The findings, which appear in the Sept. 27 issue of the Archives of Internal Medicine, show non-drug techniques yield better short and long-term results than the most widely prescribed sleeping pill, zolpidem, commonly known as Ambien. It is the first placebo-controlled trial to evaluate the separate and combined effects of CBT and pharmacological therapies in treating insomnia in young and middle-aged adults.
"Sleeping pills are the most frequent treatment for insomnia, yet CBT techniques clearly were more successful in helping the majority of study participants to become normal sleepers. Sleeping pills were only moderately effective compared to CBT and they lost their effectiveness as soon as they were discontinued, " said study leader Gregg Jacobs, Ph.D., insomnia specialist in the Sleep Disorders Center of BIDMC and an assistant professor of psychiatry at Harvard Medical School.

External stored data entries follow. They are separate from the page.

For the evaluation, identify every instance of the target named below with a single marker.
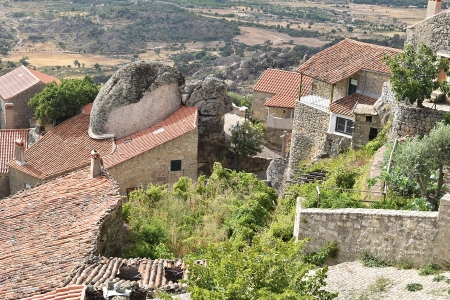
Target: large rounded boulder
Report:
(137, 96)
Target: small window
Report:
(344, 126)
(175, 165)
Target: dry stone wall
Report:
(432, 31)
(154, 165)
(410, 236)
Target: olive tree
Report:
(414, 74)
(58, 102)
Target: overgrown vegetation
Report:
(269, 269)
(185, 219)
(58, 102)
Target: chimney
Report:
(96, 164)
(9, 115)
(20, 152)
(434, 7)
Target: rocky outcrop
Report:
(210, 96)
(137, 96)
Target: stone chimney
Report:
(20, 152)
(434, 7)
(96, 164)
(9, 116)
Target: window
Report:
(344, 126)
(352, 86)
(175, 165)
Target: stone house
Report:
(274, 97)
(48, 231)
(344, 76)
(8, 138)
(16, 89)
(159, 154)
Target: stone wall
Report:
(4, 185)
(411, 120)
(323, 89)
(22, 112)
(154, 165)
(412, 236)
(362, 128)
(19, 180)
(259, 111)
(109, 240)
(432, 31)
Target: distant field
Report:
(254, 36)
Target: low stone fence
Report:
(408, 236)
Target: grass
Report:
(430, 269)
(414, 287)
(371, 261)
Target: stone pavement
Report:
(354, 281)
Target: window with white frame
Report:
(344, 126)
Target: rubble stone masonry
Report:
(259, 111)
(22, 112)
(404, 236)
(154, 165)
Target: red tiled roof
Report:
(20, 79)
(7, 139)
(344, 106)
(281, 82)
(48, 230)
(281, 100)
(149, 273)
(73, 292)
(65, 148)
(345, 59)
(180, 122)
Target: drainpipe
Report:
(300, 87)
(332, 92)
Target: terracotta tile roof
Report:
(20, 79)
(344, 106)
(150, 274)
(7, 138)
(281, 82)
(180, 122)
(48, 230)
(345, 59)
(63, 149)
(73, 292)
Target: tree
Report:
(24, 60)
(414, 74)
(58, 102)
(247, 138)
(269, 269)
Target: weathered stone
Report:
(123, 104)
(231, 85)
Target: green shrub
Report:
(328, 250)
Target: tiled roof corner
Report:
(180, 122)
(63, 149)
(345, 59)
(288, 101)
(7, 145)
(50, 229)
(344, 106)
(20, 79)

"Our results suggest that CBT should be considered the first line treatment for insomnia, which is experienced on a nightly basis by one-third of the nation’s adult population," added Jacobs.
Insomnia affects more than 70 million Americans and is one of the most common complaints brought to physician’s offices. Those with the condition experience difficulty initiating or maintaining sleep, often resulting in impaired daytime functioning. In the National Sleep Foundation’s 2002 Sleep in America poll, 35 percent of all adults experienced symptoms every night, with 58 percent reporting insomnia at least a few nights per week.
For the study, researchers conducted a randomized, placebo-controlled clinical trial involving 63 young and middle-aged adults with chronic sleep-onset insomnia. Interventions included behavioral and relaxation techniques, pharmacotherapy (using Ambien), or combined therapy compared with placebo. Researchers measured sleep at baseline and then twice during an eight week treatment period: at mid-treatment when pharmacotherapy subjects were still taking a nightly dose of Ambien, and at the end of the eight week treatment period when Ambien subjects gradually tapered their medication and then discontinued it entirely. The main outcome measure was sleep-onset latency as shown by patient sleep diaries. Secondary measures included sleep efficiency and total time as derived from the diaries, objective measures of variables using objective sleep recordings, and an assessment of daytime functioning.
Amongst the findings, the CBT and combination groups showed the greatest changes in sleep-onset latency at mid-treatment, both registering a 44 percent reduction. Pharmacotherapy subjects showed a modest 29 percent reduction in sleep-onset latency, followed by 10 percent for the placebo group. At the end of the eight week treatment period, CBT and combination treatment yielded a 52% reduction on sleep-onset latency, which was maintained at long-term follow-up. The moderate improvements observed in the Ambien group at mid-treatment were not maintained after the drug was gradually tapered and then discontinued. In fact, by the end of the eight week treatment phase, insomnia returned almost to pre-treatment levels after discontinuation of Ambien and did not differ from placebo. CBT and combined therapy also produced the greatest improvements in sleep efficiency and yielded the greatest number of normal sleepers by the end of treatment on measures of sleep onset latency and sleep efficiency. There was no advantage of combined therapy over CBT alone and no significant differences emerged amongst groups in total sleep time, though all exhibited increases. The results from the objective sleep recordings paralleled the sleep dairy results.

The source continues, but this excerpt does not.